The Holter also reports heart rate variability, which reflects activity of sympathetic and parasympathetic nervous systems, decreased parasympathetic nervous systems activity or increased sympathetic nervous system activity resulting in reduced HRV. Time-domain indices of HRV quantify the amount of variability in measurements of the time period between successive heartbeats. The most commonly used index is the standard deviation of the mean normal RR intervals for 5-min segments (SDNN). SDNN estimates the standard deviation of the N-N intervals over 24 h, while SDANN reflects the standard deviation of the mean N-N intervals calculated in 5-min segments over 24-h. The N-N interval shows the R-R interval between consecutive QRS complex peaks during normal sinus rhythm. SDNN in our patient was 158.1 (129.9).
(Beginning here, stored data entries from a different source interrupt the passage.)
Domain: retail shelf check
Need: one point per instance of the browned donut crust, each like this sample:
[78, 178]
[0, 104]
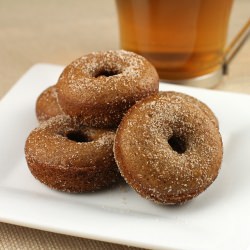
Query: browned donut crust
[167, 149]
[100, 87]
[47, 105]
[69, 157]
[201, 105]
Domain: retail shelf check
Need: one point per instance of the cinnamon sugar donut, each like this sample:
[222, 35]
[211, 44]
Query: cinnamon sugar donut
[100, 87]
[70, 157]
[47, 105]
[168, 149]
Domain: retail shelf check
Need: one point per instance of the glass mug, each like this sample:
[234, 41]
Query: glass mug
[183, 39]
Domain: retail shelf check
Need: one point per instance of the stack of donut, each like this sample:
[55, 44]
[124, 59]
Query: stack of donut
[106, 119]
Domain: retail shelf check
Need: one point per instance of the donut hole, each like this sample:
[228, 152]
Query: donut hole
[78, 136]
[106, 72]
[178, 144]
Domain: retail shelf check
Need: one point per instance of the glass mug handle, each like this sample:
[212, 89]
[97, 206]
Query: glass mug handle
[235, 45]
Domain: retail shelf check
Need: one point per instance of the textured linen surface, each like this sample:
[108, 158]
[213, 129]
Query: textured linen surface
[14, 237]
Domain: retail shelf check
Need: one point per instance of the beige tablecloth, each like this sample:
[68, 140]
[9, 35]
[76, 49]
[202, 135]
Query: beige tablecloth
[57, 32]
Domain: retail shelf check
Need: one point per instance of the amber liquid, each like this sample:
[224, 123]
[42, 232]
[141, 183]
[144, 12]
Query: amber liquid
[182, 38]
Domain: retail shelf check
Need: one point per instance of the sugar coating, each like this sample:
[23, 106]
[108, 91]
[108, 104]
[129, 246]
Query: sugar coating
[69, 165]
[47, 104]
[148, 162]
[101, 86]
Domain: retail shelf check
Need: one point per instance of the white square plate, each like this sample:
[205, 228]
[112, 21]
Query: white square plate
[217, 219]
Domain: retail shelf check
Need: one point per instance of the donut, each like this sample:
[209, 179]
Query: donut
[100, 87]
[168, 149]
[47, 105]
[69, 157]
[201, 105]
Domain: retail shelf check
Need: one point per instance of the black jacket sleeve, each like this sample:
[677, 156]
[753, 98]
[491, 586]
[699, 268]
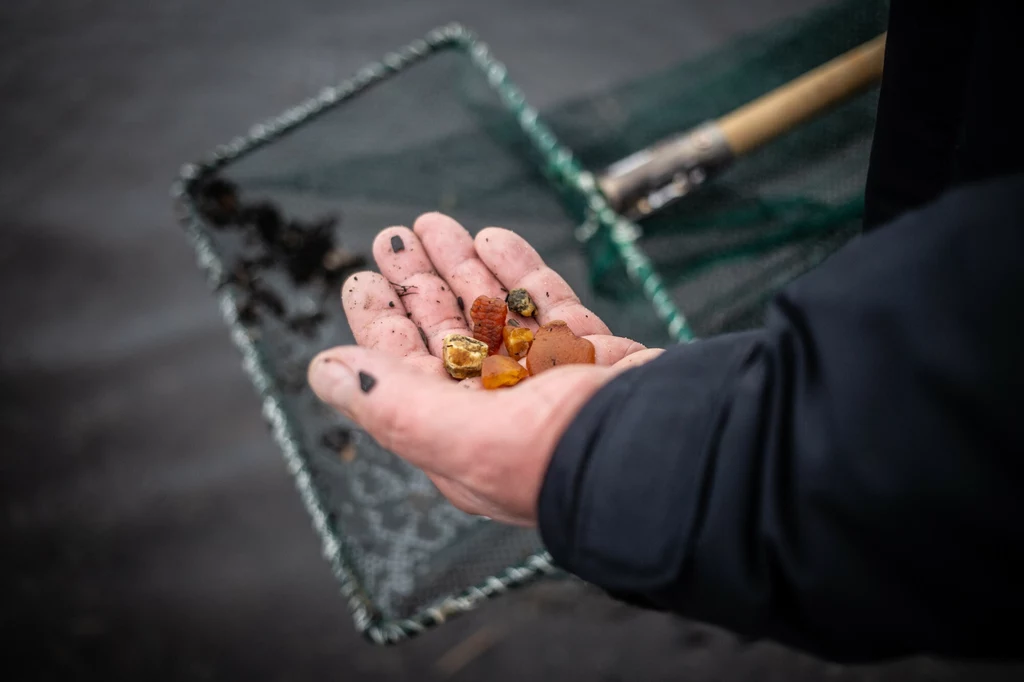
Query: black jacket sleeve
[848, 479]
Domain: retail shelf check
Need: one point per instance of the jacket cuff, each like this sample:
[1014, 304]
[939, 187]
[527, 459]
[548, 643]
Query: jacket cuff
[627, 480]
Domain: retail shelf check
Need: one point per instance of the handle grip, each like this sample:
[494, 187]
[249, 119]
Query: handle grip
[769, 116]
[667, 170]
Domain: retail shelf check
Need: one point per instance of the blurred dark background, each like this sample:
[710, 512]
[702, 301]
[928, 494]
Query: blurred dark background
[150, 528]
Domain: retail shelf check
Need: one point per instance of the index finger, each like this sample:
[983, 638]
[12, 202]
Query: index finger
[517, 265]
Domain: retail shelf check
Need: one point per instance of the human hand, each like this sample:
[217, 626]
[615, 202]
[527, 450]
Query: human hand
[486, 451]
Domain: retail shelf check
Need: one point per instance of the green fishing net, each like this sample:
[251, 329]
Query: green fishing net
[281, 215]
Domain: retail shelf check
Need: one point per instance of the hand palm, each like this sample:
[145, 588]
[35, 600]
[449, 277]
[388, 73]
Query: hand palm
[485, 452]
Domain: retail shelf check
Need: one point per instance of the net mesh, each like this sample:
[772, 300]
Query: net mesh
[437, 136]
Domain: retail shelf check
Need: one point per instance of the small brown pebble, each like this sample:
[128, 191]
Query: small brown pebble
[500, 371]
[463, 356]
[555, 344]
[519, 301]
[517, 340]
[488, 314]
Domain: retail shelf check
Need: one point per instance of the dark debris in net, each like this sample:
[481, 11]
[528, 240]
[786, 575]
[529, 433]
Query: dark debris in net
[306, 249]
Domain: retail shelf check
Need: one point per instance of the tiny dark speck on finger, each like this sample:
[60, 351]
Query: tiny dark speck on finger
[367, 382]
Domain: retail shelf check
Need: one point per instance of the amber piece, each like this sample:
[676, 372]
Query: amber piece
[488, 318]
[555, 344]
[517, 340]
[463, 356]
[501, 371]
[519, 301]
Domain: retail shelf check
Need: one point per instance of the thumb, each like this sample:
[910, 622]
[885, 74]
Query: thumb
[407, 411]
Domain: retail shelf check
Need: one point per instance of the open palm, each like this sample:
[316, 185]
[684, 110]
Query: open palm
[485, 451]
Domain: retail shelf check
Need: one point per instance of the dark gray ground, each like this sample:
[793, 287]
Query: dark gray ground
[150, 527]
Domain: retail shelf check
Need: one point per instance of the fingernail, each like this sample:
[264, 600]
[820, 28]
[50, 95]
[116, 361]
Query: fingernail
[333, 381]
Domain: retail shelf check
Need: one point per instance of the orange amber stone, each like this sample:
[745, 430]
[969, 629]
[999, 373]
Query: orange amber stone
[555, 344]
[517, 340]
[488, 317]
[501, 371]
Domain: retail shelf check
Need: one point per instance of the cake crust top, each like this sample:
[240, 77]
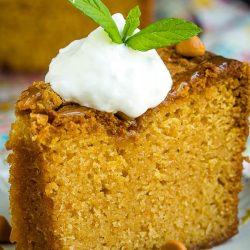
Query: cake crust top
[189, 75]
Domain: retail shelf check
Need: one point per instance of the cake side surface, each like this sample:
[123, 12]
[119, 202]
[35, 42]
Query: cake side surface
[173, 173]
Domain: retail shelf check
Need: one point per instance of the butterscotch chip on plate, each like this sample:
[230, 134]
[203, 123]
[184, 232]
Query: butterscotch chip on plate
[5, 230]
[87, 179]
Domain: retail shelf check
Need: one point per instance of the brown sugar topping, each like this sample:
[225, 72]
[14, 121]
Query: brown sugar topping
[191, 48]
[5, 230]
[174, 245]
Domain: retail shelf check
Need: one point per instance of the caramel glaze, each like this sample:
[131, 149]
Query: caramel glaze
[186, 74]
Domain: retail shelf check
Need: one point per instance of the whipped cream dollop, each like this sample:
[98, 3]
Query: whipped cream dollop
[97, 73]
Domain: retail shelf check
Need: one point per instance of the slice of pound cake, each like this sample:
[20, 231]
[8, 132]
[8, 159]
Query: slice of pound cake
[125, 148]
[87, 179]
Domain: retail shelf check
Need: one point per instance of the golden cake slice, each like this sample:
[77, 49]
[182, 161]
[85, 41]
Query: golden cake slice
[86, 179]
[32, 32]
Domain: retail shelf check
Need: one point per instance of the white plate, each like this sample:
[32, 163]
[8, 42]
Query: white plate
[240, 242]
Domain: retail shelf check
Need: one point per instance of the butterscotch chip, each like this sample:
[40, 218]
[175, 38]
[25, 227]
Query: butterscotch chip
[191, 48]
[174, 245]
[5, 230]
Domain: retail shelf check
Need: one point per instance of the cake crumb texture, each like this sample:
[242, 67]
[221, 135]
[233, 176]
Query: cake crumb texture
[85, 179]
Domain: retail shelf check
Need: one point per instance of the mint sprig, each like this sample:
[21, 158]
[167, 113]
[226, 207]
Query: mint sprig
[96, 10]
[163, 33]
[132, 22]
[159, 34]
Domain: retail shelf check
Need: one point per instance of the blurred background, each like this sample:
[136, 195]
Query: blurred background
[31, 33]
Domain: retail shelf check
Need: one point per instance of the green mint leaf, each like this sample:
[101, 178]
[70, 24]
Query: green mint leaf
[132, 22]
[163, 33]
[96, 10]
Low HRV has been reported to suggest worse outcome in a variety of conditions such as myocardial infarction congestive heart failure and diabetic neuropathy.11,12 Based on 24 h monitoring, SDNN values above 100 ms is normal.13
Other time-domain measures of heart rate variability include standard deviation of 5-minute average NN intervals (SDANN), mean of the standard deviations of all NN intervals for all 5‐minute segments in 24 hours (ASDNN), square root of the mean of the squares of successive NN interval differences (rMSSD, the number of NN intervals differing by >50 ms from the preceding interval (NN50), the percentage of intervals >50 ms different from preceding interval (pNN50) and mean night R-R interval minus mean day R-R interval (Night-day difference).14
There are other measures of HRV under frequency domain. Heart rate (HR) oscillations are divided into ultra-low-frequency (ULF), very-low-frequency (VLF), low-frequency (LF), and high-frequency (HF) bands, the signal energy found within a frequency band being the power. Frequency-domain measurements estimate the distribution of absolute or relative power into the four frequency bands, e.g. ULF power is absolute power of ultra-low frequency band while HF power is absolute power of the high frequency band.14 Decreased HRV is a powerful ambulatory ECG predictor of cardiac mortality and malignant arrhythmias, however it has several limitations. It requires normal sinus rhythm. Atrial fibrillation, sinoatrial dysfunction, and >20% ectopic complexes preclude its use.14
The report can help the physician interpret a Holter ECG. We however observed the need for a standardized age related reference intervals in our environment.